Festus Okey davasında karar çıktı

Festus Okey davasında karar çıktı! Nijeryalı Festus Okey’i işkence ile öldürmekle suçlanan polis memuru sadece 4 yıl hapse mahkum oldu.
İstanbul 21. Ağır Ceza Mahkemesi, oy çokluğuyla tutuksuz yargılanan ve Festus Okey’i gözaltında öldürdüğü iddia edilen polis memuru Cengiz Yıldız’ı taksirle adam öldürmek suçundan 4 yıl 2 ay hapis cezasına çarptırdı. Hatırlanacağı gibi Nijeryalı Festus Okey gözaltına alındığı 20 Ağustos 2007’de öldürülmüştü.
İddianameye göre Festus Okey, 20 Ağustos 2007’de üzerinde uyuşturucu bulunması üzerine Asayiş Büro Amirliği’ne getirilmiş, arama işlemleri devam ederken polis memuru Cengiz Yıldız’ın bir anlık boşluğundan faydalanarak tabancasını almaya kalkışmıştı. Polis memurunun da müdahalesiyle başlayan boğuşma esnasında silahın ateş almasıyla Festus Okey yaşamını yitirmişti.
Duruşma savcısı Mehmet Nuri Gür bir önceki duruşmada esas hakkındaki mütalaasını açıklamıştı. Gür, taraflar arasında husumet olduğuna dair bir bulgu olmadığından hareketle olayı “bilinçli taksirle ölüme sebebiyet vermek” olarak nitelemiş, sanığın 3 yıldan 9 yıla kadar hapisle cezalandırılmasını talep etmişti. Sanığın, doğrudan kasıtla hareket ettiğini gösteren bir kanıt bulunmadığını dile getiren Gür, sanığın “bilinçli taksirle ölüme sebebiyet vermek” suçundan 3 ile 9 yıl arasında hapis cezasına çarptırılmasını istedi.
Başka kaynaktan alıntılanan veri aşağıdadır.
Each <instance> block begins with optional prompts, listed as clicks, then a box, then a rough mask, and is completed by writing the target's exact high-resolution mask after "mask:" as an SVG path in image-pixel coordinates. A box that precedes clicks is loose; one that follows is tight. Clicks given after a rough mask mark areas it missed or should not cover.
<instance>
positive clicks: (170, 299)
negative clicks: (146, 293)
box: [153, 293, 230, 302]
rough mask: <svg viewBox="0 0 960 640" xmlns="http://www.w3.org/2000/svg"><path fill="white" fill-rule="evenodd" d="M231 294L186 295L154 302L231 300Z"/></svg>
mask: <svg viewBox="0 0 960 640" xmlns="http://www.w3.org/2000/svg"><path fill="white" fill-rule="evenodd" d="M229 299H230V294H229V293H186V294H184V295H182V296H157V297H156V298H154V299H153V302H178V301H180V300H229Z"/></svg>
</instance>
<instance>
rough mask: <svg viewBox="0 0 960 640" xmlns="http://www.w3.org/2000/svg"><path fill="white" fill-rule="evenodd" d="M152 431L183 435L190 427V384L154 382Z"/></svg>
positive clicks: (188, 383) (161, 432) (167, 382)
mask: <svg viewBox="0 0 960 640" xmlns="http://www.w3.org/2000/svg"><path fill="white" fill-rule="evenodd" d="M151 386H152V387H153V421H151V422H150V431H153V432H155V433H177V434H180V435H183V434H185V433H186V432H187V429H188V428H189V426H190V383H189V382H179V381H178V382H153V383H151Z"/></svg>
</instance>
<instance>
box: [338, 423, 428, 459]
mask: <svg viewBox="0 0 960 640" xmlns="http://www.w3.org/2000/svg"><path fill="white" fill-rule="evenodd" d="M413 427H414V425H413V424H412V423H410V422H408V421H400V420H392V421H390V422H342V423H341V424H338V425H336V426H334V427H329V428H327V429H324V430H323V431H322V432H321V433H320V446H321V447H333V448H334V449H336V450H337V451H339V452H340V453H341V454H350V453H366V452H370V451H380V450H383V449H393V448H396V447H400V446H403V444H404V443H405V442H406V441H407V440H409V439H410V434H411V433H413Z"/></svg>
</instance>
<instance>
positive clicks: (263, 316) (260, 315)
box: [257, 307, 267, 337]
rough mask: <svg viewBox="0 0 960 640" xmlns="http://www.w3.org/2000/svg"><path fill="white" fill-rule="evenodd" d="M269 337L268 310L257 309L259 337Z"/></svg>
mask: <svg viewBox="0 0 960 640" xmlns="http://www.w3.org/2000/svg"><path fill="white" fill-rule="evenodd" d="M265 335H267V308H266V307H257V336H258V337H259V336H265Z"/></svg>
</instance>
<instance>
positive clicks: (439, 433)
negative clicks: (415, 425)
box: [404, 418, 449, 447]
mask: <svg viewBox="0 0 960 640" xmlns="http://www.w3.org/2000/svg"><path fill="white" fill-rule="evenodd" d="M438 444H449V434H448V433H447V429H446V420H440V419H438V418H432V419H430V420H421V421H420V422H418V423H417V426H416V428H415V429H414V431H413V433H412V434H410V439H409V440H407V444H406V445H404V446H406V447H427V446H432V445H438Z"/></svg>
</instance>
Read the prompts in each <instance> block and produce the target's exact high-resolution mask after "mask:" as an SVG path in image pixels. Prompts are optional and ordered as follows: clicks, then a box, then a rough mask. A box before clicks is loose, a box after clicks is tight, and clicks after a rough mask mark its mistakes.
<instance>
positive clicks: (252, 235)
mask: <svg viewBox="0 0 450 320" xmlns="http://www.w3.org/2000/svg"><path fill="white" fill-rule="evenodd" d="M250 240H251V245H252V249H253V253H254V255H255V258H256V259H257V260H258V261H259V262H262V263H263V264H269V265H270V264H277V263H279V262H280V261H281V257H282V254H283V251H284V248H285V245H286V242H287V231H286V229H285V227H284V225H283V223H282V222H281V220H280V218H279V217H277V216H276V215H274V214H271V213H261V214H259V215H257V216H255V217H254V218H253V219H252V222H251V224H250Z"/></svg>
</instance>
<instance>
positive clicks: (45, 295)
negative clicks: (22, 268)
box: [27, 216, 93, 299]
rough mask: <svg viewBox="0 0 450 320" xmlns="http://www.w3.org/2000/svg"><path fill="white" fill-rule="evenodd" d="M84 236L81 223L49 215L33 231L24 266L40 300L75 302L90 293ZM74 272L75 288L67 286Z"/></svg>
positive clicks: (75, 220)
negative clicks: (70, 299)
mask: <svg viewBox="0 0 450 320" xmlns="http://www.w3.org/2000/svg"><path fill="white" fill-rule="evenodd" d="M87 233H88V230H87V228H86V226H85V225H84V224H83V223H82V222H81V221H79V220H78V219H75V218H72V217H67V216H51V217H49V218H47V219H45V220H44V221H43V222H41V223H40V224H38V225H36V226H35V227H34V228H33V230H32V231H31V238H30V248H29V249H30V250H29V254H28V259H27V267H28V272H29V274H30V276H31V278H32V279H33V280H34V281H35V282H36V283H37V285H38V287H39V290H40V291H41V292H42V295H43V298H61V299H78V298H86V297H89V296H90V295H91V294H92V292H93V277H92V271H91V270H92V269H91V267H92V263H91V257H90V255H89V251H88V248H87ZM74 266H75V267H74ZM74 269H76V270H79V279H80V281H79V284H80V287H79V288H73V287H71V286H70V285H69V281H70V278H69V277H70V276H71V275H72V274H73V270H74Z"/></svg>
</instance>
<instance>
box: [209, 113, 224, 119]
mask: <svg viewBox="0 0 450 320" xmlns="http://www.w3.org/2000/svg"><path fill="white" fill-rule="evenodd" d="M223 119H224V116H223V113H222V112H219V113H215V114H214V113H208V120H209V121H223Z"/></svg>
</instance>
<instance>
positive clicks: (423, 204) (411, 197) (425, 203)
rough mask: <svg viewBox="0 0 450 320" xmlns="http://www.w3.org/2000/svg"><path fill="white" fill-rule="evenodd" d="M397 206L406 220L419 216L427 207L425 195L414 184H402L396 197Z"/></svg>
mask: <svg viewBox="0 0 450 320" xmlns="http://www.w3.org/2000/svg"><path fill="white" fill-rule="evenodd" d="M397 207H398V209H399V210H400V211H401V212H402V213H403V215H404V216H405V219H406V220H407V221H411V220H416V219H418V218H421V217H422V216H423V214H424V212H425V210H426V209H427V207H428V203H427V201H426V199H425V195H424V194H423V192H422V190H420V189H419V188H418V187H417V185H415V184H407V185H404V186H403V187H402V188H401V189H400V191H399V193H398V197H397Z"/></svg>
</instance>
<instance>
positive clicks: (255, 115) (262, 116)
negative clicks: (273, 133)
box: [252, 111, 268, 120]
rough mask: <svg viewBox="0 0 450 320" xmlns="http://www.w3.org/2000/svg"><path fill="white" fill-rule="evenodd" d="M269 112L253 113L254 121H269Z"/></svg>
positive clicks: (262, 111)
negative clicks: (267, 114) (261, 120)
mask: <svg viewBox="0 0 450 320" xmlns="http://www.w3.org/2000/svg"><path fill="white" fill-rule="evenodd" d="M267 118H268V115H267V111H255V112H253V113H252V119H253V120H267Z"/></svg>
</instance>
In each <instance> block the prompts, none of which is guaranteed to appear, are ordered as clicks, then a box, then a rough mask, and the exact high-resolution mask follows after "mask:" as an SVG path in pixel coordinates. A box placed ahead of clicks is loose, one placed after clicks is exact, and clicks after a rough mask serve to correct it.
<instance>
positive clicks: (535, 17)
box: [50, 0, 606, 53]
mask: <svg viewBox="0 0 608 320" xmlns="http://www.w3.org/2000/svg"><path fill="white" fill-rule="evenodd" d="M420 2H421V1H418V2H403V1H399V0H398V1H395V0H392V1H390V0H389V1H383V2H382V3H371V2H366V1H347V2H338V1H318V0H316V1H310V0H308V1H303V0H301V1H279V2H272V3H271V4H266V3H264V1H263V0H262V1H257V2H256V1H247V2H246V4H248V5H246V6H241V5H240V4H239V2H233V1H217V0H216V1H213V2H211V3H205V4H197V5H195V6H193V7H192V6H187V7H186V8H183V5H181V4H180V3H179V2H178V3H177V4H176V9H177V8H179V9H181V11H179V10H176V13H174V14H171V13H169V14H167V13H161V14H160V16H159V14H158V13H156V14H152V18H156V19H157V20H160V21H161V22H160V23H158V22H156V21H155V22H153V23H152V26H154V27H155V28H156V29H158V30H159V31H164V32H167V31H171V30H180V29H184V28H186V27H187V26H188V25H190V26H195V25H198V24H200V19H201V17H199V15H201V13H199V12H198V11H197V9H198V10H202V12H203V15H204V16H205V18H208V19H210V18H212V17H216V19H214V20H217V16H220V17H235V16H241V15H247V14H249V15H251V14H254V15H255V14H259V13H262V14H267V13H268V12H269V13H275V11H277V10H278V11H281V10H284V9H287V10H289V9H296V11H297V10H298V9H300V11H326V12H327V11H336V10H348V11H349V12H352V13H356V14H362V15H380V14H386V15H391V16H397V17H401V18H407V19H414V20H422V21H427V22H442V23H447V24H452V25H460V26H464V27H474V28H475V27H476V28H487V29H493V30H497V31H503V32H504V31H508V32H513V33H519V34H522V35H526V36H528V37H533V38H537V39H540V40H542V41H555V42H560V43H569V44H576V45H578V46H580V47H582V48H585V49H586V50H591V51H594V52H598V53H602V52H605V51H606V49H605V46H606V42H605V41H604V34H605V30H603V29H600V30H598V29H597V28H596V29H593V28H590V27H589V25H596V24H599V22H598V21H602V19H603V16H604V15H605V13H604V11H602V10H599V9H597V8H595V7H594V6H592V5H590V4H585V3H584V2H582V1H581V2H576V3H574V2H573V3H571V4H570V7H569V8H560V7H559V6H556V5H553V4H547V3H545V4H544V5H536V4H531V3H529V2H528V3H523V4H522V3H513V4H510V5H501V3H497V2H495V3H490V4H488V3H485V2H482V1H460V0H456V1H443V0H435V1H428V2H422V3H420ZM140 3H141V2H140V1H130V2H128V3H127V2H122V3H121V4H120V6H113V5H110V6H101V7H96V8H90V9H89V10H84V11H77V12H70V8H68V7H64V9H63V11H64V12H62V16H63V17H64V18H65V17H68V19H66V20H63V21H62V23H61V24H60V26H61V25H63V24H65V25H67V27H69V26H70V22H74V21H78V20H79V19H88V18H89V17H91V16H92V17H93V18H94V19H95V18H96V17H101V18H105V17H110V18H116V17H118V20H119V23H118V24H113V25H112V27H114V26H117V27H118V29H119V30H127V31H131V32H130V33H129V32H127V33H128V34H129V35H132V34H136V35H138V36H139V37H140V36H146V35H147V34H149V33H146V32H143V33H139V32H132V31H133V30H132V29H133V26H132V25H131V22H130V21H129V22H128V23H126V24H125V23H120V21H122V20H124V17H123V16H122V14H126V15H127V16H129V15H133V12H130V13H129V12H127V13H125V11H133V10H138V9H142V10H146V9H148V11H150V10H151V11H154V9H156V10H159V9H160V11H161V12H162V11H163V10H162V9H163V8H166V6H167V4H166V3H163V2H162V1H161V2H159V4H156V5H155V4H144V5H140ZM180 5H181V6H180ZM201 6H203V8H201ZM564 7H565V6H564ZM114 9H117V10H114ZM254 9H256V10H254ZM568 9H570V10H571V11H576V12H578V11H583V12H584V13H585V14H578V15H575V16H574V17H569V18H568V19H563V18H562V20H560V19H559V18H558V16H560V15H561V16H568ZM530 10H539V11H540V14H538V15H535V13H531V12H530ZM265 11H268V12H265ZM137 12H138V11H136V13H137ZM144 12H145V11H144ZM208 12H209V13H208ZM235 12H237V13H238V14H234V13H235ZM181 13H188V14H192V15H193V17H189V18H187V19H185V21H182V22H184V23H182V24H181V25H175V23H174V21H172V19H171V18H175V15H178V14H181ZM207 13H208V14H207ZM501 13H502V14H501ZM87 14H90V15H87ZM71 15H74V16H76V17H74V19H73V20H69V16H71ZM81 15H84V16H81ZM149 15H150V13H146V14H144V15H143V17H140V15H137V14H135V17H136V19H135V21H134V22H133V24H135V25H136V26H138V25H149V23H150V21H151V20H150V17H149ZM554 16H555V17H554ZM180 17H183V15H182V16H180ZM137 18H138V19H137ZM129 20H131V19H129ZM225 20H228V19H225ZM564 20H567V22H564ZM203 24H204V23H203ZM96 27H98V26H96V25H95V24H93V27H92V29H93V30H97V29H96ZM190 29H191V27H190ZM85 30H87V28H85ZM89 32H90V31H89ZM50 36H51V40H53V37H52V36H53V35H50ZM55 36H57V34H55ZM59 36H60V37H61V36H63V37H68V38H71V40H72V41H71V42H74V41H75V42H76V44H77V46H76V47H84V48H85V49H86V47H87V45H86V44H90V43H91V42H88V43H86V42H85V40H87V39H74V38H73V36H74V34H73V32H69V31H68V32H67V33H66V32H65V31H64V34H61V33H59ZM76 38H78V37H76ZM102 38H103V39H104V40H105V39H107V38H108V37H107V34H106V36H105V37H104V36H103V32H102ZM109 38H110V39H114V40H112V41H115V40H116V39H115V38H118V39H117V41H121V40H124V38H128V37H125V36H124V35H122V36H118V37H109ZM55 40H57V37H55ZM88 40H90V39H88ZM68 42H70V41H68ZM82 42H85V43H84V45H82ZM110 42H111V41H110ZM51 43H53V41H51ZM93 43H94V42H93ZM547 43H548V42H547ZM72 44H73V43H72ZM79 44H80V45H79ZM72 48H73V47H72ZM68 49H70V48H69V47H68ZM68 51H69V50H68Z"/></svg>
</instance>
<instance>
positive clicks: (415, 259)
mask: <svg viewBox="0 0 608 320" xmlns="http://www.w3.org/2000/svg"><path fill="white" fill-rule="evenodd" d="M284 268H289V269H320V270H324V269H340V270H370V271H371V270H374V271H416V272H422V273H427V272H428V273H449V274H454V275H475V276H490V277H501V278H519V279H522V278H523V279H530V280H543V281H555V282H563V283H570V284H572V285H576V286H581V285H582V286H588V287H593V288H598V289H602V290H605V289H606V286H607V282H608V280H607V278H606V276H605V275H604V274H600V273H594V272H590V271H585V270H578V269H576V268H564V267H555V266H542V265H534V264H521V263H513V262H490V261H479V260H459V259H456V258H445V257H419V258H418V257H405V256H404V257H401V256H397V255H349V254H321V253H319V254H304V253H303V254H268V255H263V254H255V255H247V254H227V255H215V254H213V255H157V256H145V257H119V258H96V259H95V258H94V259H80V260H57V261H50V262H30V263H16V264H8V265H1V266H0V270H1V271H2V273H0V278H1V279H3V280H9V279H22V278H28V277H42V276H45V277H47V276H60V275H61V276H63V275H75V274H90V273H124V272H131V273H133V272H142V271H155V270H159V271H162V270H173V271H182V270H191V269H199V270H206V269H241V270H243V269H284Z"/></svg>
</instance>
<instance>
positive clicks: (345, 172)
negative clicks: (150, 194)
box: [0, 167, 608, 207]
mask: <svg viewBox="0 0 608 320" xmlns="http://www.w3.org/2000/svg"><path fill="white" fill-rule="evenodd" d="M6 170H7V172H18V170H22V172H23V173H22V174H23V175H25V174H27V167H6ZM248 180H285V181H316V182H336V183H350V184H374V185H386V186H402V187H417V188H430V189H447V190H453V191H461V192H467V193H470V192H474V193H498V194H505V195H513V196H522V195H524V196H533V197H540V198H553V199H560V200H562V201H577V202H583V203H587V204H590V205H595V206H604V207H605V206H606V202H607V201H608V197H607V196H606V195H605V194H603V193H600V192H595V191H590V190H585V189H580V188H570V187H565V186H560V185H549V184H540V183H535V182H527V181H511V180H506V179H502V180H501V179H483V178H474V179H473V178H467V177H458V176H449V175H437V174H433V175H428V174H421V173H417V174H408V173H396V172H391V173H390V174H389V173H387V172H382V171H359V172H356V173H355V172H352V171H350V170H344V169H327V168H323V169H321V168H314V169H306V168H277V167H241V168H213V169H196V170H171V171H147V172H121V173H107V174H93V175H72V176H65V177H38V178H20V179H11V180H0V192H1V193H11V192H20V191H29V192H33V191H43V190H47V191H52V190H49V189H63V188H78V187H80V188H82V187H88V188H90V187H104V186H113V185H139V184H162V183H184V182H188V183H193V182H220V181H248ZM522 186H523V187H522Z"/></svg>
Dava sonrasında bir açıklama yapan avukat Alptekin Ocak, yargılamanın adil ve etkin bir şekilde yürütülmediğini söyledi. Festus Okey’in ölümüne sebep olan kişinin sadece Cengiz Yıldız olmadığını kaydeden Ocak, “Festus Okey devletin gözetimi ve denetiminde ölmüştür. Okey’in ailesi konuyla ilgili olarak Türkiye Cumhuriyeti devletinin kendilerinden özür dilemelerini bekliyorlar. Aynı zamanda uğramış oldukları manevi zararlar açısından bir tazminat bekliyorlar. Ama en başta özür bekliyorlar.” diye konuştu.
Mahkemenin verdiği kararın gerçekleşen olay açısından hiç adil olmadığını düşündüklerini ifade eden Ocak, hukuki girişimlerimde bulunacaklarını anlatı. Ocak, “Dava da biz müdahil sıfatıyla yer almalıydık. Ailesinin vekaletini sunmuş olmamıza rağmen bu reddedildi. Davayı öncelikle temyiz edeceğiz. Onun dışında dönemin İstanbul Emniyet Müdürü ve Beyoğlu İlçe Emniyet Müdürü hakkında bu cinayetteki sorumlulukları sebebiyle suç duyurusunda bulunmayı düşünüyoruz.” ifadelerini kullandı. Göçmen Dayanışma Ağı üyesi Ufuk Ahıska ise davanın insan vicdanı ve adalet duygusuyla ilgi olarak rencide edici olduğunu düşündüklerini aktardı.